Когда не осталось больше слез, которыми она оплакивала свое прошлое, Эйприл поднялась с дивана и вышла из бунгало. Через несколько минут она вошла в свой офис и попросила ошарашенную Кармен связаться с ее отцом в Штатах, предупредив свою помощницу о неотложности этого звонка, сказав, что если ей не удастся дозвониться сразу, то пусть сидит на телефоне, пока не услышит его голос. Закрыв за собой дверь своего кабинета, Эйприл подошла к столу и принялась разбирать бумаги, прикидывая в уме, какую часть работы и кому из своих сотрудников поручить на время своего отъезда. Да, она собиралась домой.


Джек очень аккуратно положил трубку на телефонный аппарат и перевел задумчивый взгляд на необычайно взволнованного Франклина, сидевшего по другую сторону его, заваленного бумагами, рабочего стола.

— Ну что? Да не тяни же кота за хвост. На этот раз ты разговаривал с Франни?

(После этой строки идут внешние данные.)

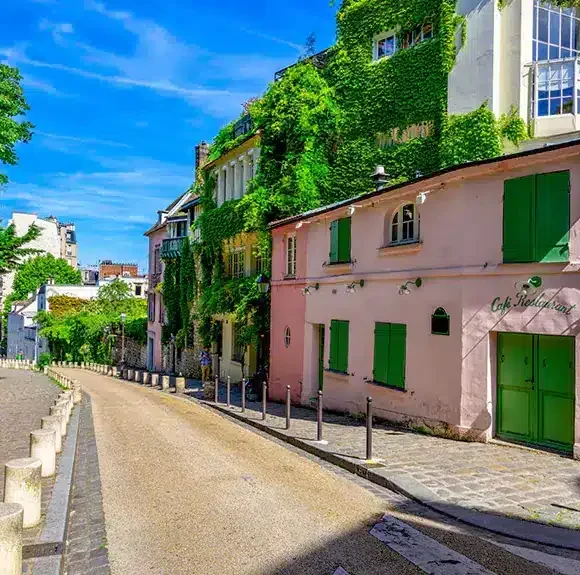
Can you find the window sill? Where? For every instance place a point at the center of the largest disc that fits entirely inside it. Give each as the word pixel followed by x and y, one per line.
pixel 338 374
pixel 386 386
pixel 338 267
pixel 400 249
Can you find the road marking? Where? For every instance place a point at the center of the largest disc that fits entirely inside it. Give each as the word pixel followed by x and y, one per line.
pixel 555 562
pixel 426 553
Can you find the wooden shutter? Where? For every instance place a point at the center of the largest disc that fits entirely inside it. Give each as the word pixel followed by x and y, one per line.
pixel 343 346
pixel 334 242
pixel 382 338
pixel 552 217
pixel 344 240
pixel 397 355
pixel 518 220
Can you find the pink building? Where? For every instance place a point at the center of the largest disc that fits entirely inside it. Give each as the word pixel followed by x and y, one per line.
pixel 453 300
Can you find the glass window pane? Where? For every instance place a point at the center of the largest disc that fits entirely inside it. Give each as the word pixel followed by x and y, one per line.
pixel 554 28
pixel 543 25
pixel 566 26
pixel 542 51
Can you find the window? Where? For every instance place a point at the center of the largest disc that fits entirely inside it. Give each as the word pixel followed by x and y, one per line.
pixel 405 225
pixel 291 256
pixel 238 349
pixel 440 322
pixel 340 241
pixel 420 33
pixel 384 45
pixel 339 346
pixel 236 263
pixel 390 354
pixel 556 32
pixel 536 218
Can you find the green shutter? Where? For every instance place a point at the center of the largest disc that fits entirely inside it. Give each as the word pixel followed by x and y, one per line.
pixel 518 220
pixel 344 240
pixel 334 242
pixel 552 217
pixel 343 346
pixel 397 355
pixel 382 338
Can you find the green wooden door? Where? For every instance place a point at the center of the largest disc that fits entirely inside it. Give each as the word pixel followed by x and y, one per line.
pixel 536 380
pixel 515 397
pixel 320 356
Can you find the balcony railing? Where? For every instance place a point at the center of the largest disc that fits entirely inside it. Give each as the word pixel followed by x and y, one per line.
pixel 555 88
pixel 171 248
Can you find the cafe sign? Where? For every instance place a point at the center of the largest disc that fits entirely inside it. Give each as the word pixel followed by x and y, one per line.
pixel 503 305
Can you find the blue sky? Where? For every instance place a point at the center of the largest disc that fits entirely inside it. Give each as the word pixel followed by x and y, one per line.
pixel 121 91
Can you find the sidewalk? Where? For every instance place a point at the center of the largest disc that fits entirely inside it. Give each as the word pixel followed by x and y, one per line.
pixel 485 484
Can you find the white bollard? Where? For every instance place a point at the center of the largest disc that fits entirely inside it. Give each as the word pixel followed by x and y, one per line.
pixel 22 484
pixel 11 516
pixel 53 422
pixel 43 447
pixel 59 411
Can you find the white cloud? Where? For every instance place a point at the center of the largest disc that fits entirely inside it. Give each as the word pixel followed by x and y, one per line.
pixel 83 140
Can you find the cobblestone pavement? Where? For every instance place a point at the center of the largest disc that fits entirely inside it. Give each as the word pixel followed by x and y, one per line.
pixel 86 548
pixel 25 397
pixel 499 479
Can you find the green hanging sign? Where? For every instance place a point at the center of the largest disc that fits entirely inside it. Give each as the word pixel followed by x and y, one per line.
pixel 503 306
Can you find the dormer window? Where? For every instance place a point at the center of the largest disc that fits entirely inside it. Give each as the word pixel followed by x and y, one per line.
pixel 384 45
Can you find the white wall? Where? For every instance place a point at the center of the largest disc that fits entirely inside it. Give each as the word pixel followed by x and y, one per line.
pixel 474 78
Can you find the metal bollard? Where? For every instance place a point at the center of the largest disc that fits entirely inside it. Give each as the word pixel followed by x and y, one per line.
pixel 243 394
pixel 369 428
pixel 288 407
pixel 264 400
pixel 319 417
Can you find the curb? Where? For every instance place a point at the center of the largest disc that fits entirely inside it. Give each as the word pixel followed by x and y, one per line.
pixel 518 529
pixel 52 540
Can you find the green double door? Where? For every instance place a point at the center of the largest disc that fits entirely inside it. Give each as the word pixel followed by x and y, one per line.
pixel 536 381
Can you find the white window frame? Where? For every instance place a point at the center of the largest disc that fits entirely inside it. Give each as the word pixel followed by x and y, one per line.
pixel 400 225
pixel 290 255
pixel 384 36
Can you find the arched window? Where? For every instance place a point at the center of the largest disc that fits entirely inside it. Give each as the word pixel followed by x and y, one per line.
pixel 405 225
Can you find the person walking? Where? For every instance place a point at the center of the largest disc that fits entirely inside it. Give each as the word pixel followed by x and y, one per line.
pixel 205 360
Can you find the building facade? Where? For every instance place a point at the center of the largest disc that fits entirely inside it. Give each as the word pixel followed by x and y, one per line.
pixel 452 300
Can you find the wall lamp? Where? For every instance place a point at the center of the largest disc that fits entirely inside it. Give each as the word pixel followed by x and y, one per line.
pixel 404 289
pixel 308 290
pixel 529 287
pixel 352 287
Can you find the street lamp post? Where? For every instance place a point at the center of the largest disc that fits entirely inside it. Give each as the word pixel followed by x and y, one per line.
pixel 123 319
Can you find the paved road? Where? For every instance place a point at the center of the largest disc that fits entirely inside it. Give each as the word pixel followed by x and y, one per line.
pixel 186 491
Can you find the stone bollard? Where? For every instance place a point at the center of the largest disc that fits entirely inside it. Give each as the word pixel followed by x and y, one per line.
pixel 60 411
pixel 180 385
pixel 53 422
pixel 11 520
pixel 43 447
pixel 22 484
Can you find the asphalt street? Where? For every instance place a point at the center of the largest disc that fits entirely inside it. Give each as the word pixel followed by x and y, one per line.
pixel 187 491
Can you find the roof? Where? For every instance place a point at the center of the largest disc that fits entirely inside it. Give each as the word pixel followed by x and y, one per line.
pixel 454 170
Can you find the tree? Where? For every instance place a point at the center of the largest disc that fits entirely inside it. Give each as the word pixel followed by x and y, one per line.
pixel 36 272
pixel 12 105
pixel 11 246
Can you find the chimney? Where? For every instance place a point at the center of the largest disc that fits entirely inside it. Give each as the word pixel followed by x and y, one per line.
pixel 201 154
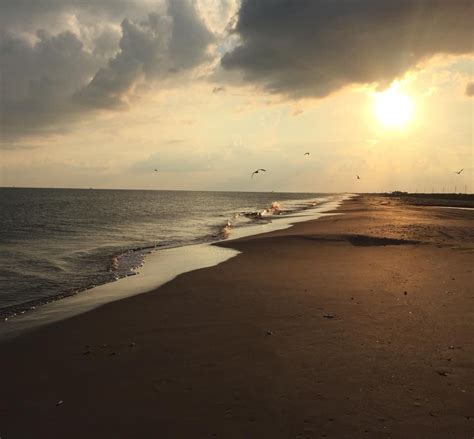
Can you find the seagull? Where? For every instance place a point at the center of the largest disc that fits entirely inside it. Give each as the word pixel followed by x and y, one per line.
pixel 257 171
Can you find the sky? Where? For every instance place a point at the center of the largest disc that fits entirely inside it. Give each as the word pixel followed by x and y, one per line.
pixel 100 93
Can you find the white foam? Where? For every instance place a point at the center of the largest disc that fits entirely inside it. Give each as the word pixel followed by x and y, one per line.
pixel 161 267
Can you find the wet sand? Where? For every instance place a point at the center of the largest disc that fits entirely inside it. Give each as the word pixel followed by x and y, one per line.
pixel 354 325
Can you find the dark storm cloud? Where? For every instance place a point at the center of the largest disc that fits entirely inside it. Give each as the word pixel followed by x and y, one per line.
pixel 149 50
pixel 470 89
pixel 49 78
pixel 315 47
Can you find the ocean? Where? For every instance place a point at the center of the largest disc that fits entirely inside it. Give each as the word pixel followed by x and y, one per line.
pixel 57 242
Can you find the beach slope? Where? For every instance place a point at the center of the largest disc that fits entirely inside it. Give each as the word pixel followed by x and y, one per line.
pixel 354 325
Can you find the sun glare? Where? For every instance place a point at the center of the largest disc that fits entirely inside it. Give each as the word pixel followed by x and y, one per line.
pixel 393 108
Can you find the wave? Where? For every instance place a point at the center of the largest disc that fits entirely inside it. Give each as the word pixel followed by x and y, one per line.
pixel 120 263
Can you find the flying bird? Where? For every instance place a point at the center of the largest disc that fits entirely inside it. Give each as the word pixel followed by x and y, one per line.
pixel 257 171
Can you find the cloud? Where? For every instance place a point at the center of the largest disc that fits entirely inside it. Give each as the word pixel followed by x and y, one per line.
pixel 312 48
pixel 149 50
pixel 52 79
pixel 470 89
pixel 38 79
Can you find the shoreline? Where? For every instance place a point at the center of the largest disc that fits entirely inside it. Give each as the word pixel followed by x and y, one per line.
pixel 159 267
pixel 354 325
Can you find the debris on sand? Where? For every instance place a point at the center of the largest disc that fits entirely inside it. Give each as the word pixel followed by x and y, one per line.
pixel 329 316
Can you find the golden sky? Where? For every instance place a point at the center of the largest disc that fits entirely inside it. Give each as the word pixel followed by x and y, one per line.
pixel 206 92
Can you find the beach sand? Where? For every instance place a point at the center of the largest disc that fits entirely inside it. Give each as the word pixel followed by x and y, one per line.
pixel 354 325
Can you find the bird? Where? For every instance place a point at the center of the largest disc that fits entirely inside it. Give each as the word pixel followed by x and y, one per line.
pixel 257 171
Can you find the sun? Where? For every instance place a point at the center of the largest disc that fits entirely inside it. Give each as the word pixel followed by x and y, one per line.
pixel 392 108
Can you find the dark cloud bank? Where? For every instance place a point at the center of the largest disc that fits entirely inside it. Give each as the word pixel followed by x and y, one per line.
pixel 299 48
pixel 57 78
pixel 314 47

Джек зачесал назад свои взъерошенные волосы и сделал еще глоток тепловатого кофе. Ему нужны были душ, кровать и банка холодного пива, желательно, именно в таком порядке. Но ничего не поделаешь, — приходилось все это откладывать.

— Да, это была она.

— Браво! Я так и знал, что у тебя получится! — Франклин описал круг вместе со своим креслом-вертушкой, ликующе выкрикнув при этом что-то нечленораздельное. Резко затормозив, он оперся обеими руками о крышку стола и спросил:

— Она будет говорить?

— Может быть. — Джек отвел взгляд от светившихся возбуждением глаз друга. Ему трудно было представить, что когда-нибудь он снова будет испытывать вот такой же энтузиазм, которым сейчас был охвачен Франклин. Только разве что ему пообещают три свободных дня, в течение которых он сможет, наконец, выспаться. Выспаться. Однако даже те редкие часы, которые ему удавалось выкроить для сна в эти последние две недели по приезде в Лос-Анджелес, были для него мучением, настоящей издевательской насмешкой судьбы. Как он ни пытался, у него не получалось избавиться от чувства одиночества. Он не мог больше спать один. Он скучал по Эйприл.

То, затравленное испуганное выражение, которое вдруг появилось в ее глазах, когда он самонадеянно решил, что она захочет выступить с обвинением, было единственным, что удержало его в тот момент на месте, что не позволило ему встать и уйти. Уйти куда-нибудь, все равно куда. И вот здесь, где нет голоса Эйприл, где нет запаха ее духов, он оборачивался каждый раз, когда мимо проходила женщина с темными вьющимися волосами. Оборачивался, хотя знал, что это не она. Ее здесь нет и никогда не будет.